Sem a presença do presidente, neste momento focado em se salvar do processo de impeachment ou até mesmo renunciar ao cargo e se defender na esfera civil e interna dentro do clube, o departamento de futebol fica esvaziado.
Nos últimos dias, se reuniu com conselheiros, tentando apresentar argumentações e defesas a fim de conquistar apoio novamente.
Neste momento, as decisões, montagem do elenco e eventuais saídas estão totalmente nas mãos de Rui Costa e Muricy Ramalho. O executivo lidera as negociações, enquanto Muricy é o principal responsável pela apresentação de nomes.
Com a saída de Carlos Belmonte, o processo fica ainda mais nas mãos da dupla.
Casares, como dito anteriormente, preocupado com questões políticas e pessoais, não participa tanto das decisões e negociações com novos jogadores.
Apesar de ter alvos definidos, um volante, um zagueiro canhoto e outro atacante, o Tricolor só terá o seu presidente ativo nessa busca ou em negociações em andamento como a de Allan quando houver uma definição, seja pelo processo de votação do impeachment ou uma eventual renúncia de Casares.

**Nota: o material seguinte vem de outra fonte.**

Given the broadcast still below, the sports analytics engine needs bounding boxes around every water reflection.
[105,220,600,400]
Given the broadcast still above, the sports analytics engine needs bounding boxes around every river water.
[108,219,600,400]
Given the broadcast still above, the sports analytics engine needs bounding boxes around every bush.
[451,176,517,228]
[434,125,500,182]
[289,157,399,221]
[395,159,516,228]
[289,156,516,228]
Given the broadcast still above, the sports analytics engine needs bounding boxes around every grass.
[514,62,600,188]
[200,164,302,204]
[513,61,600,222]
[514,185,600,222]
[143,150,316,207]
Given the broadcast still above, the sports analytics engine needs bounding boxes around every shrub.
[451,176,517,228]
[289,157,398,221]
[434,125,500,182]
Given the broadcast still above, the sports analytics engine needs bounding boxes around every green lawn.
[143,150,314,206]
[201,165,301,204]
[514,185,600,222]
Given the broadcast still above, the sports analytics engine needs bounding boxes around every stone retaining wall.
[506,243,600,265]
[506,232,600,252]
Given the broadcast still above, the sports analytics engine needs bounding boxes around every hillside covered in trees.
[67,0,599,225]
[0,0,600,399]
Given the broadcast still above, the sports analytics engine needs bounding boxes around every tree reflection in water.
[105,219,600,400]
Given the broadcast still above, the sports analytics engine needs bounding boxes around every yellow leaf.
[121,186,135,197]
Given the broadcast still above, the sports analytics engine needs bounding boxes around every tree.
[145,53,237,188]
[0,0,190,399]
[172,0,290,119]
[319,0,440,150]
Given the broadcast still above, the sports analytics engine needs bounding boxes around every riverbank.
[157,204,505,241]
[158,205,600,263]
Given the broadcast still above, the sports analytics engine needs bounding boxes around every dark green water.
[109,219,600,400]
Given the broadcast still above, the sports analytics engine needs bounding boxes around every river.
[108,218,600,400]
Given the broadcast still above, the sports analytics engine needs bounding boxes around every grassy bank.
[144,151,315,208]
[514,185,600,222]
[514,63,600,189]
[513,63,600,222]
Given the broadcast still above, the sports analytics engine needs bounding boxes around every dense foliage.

Renovações que o clube quer realizar, como a de Sabino e a de Rodriguinho, também ficam paralisadas por ora em meio as polêmicas.
Há também uma grande preocupação de que esses problemas cheguem ao campo, trazendo instabilidade ao elenco e comissão técnica.
A questão financeira é outro grande impeditivo. O clube está com poucos recursos para investir e trabalha apenas com jogadores considerados oportunidades de mercado. A maioria dos nomes que devem vir para essas funções são de atletas em final de contrato ou fora dos planos do clube atual.